Vencedor do Dakar nas motos em 2004 e dez anos depois, com um Mini, em 2014, Nani Roma está de regresso ao pódio do Dakar, já que foi segundo, 46 minutos atrás de Nasser Al Attiyah. O espanhol fez uma corrida consistente, sabia que não tinha rapidez para Attiyah, Peterhansel, Loeb e Sainz, e por isso apostou na consistência, uma medida que se afigurou muito bem pensada, já que lhe permitiu chegar numa posição que em termos normais não alcançaria, nem de perto:
“Estamos contentes, porque foi uma corrida muito dura, houve muitos dias muito desgastantes e stressantes.

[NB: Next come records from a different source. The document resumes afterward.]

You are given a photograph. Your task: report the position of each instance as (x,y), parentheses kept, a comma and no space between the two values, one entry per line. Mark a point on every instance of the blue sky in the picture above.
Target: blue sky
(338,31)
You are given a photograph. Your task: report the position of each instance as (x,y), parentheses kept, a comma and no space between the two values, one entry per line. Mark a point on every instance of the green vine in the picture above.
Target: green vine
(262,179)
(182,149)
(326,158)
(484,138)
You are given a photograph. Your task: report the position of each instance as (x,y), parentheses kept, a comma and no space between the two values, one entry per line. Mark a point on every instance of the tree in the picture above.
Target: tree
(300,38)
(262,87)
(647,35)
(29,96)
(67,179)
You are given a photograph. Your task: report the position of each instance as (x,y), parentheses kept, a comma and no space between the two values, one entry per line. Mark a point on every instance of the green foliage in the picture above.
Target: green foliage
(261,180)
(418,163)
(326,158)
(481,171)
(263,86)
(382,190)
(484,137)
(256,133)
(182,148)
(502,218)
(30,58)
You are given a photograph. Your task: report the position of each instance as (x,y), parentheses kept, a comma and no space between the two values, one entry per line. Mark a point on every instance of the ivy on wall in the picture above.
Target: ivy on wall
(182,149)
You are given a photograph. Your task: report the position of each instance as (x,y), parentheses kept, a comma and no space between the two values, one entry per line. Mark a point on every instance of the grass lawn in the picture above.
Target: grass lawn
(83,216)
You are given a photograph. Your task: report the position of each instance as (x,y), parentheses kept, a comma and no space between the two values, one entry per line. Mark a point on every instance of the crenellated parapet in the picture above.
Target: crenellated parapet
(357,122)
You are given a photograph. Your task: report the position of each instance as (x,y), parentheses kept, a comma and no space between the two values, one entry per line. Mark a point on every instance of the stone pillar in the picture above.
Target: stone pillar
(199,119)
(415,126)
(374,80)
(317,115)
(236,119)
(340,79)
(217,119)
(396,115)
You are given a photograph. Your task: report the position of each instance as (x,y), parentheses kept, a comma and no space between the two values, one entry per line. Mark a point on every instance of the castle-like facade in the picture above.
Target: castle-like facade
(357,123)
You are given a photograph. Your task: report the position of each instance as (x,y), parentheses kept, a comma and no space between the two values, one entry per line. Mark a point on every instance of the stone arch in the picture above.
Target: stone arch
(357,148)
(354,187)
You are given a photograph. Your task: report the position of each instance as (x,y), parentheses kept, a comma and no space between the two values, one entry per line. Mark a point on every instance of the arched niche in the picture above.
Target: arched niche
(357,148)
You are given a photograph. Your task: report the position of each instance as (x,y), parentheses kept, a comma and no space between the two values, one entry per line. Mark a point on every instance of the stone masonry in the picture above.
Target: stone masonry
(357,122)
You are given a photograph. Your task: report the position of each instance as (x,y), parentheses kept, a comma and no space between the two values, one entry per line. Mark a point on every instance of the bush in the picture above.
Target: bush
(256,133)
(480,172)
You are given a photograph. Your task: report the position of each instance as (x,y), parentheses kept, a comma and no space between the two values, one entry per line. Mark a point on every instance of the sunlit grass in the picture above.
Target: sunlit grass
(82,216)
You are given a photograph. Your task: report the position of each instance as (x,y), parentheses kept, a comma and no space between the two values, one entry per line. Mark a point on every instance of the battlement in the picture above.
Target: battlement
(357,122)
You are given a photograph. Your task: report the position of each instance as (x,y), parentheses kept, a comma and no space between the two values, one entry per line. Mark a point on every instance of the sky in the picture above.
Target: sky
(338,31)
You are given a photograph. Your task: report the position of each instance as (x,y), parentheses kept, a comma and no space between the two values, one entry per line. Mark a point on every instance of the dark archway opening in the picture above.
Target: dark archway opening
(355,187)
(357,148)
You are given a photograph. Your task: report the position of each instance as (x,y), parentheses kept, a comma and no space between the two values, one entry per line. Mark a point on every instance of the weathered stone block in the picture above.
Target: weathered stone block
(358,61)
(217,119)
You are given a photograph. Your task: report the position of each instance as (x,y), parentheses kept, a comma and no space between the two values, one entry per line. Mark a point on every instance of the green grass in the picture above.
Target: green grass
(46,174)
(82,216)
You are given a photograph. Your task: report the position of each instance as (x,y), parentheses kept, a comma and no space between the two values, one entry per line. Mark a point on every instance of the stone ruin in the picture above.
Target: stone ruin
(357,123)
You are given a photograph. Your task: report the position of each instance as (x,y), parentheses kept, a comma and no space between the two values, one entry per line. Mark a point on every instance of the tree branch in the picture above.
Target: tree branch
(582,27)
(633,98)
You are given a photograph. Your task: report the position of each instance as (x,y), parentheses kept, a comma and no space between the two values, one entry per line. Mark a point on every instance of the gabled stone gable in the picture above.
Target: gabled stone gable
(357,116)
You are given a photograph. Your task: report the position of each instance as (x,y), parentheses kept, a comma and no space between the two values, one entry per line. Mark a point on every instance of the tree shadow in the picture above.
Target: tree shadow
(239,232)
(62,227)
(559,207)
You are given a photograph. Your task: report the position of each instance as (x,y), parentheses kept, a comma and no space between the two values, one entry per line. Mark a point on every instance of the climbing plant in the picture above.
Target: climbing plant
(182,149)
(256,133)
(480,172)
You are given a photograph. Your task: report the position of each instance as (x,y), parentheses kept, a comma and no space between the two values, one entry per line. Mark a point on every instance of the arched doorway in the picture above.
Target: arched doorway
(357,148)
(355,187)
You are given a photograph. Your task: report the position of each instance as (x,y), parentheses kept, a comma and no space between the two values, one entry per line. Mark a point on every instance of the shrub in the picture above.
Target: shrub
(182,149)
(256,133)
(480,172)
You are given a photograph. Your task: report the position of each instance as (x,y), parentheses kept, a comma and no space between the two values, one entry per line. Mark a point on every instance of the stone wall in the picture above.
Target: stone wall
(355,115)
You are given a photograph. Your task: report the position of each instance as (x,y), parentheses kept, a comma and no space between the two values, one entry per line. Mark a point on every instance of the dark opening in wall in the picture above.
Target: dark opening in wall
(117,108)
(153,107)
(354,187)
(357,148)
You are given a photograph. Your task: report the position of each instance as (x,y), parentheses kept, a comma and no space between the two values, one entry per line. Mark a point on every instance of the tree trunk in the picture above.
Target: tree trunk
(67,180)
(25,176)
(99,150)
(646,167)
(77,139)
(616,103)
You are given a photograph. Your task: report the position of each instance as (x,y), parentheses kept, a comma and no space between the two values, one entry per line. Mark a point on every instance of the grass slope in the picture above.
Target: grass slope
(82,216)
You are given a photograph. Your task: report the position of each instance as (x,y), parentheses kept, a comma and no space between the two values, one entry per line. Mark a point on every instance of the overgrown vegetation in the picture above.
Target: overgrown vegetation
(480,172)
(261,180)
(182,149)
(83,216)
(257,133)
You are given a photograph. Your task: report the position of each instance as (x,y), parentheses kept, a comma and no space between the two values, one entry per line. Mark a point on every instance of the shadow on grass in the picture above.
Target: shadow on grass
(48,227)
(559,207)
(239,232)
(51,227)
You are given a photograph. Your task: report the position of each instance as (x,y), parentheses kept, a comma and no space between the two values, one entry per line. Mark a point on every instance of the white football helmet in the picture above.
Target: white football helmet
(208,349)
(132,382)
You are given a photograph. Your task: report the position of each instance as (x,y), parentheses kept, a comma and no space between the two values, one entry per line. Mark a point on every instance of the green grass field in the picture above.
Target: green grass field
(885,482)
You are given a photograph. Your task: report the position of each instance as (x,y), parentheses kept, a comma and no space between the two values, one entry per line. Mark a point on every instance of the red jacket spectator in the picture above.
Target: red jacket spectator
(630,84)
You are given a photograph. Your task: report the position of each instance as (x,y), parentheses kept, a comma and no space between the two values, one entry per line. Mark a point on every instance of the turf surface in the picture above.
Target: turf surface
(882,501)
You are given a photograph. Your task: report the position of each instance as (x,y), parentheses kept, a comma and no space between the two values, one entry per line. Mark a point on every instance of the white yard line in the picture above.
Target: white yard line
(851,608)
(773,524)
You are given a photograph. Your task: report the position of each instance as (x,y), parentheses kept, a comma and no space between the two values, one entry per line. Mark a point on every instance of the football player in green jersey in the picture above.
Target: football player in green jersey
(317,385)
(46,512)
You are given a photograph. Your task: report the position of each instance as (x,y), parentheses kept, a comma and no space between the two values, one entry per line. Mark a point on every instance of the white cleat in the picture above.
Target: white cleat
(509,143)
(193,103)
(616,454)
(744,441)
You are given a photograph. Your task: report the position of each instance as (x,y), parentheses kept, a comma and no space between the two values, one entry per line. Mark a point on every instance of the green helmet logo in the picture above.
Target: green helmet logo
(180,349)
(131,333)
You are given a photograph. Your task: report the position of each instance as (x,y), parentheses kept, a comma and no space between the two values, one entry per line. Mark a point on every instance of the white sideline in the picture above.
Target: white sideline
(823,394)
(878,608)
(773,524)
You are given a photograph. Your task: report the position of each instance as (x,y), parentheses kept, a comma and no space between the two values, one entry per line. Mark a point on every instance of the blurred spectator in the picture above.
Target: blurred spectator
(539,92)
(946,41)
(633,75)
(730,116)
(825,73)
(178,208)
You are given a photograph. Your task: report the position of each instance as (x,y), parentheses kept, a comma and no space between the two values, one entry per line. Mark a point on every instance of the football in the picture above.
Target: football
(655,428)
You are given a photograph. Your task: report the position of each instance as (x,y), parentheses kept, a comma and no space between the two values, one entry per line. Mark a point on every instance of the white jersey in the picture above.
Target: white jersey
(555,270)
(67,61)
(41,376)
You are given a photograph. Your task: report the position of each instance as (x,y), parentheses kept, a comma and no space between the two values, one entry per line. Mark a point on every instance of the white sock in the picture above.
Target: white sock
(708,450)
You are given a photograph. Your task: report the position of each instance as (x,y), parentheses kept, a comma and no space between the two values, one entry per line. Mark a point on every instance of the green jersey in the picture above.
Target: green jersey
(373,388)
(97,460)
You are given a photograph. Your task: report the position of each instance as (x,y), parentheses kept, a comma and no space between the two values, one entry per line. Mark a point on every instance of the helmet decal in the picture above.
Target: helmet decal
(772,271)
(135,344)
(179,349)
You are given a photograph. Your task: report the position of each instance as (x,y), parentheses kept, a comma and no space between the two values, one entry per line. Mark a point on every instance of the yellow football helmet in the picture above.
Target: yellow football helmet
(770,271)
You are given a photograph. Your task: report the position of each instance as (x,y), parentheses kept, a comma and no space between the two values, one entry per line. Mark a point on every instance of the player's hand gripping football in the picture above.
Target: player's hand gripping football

Na verdade, nunca tivemos um segundo de descanso. Estou feliz por ter terminado no segundo lugar. Definimos uma estratégia e seguimo-la até o fim. No entanto, o meu navegador feriu-se nas costelas e sofreu muito na fase final do rali.
De qualquer forma, é um grande sentimento, especialmente porque o valor de um resultado também depende do valor dos adversários que tivemos de enfrentar e quando se luta contra pilotos como Sébastien Loeb, Carlos Sainz, Stéphane Peterhansel ou Nasser Al Attiyah, isso significa muito.
O Nasser fez uma corrida perfeita, não cometeu erros, e merece inteiramente a sua vitória, inegavelmente, parabéns para ele. Mas esta edição, com muitas dunas, areia e fora de pista, foi feita à sua medida…”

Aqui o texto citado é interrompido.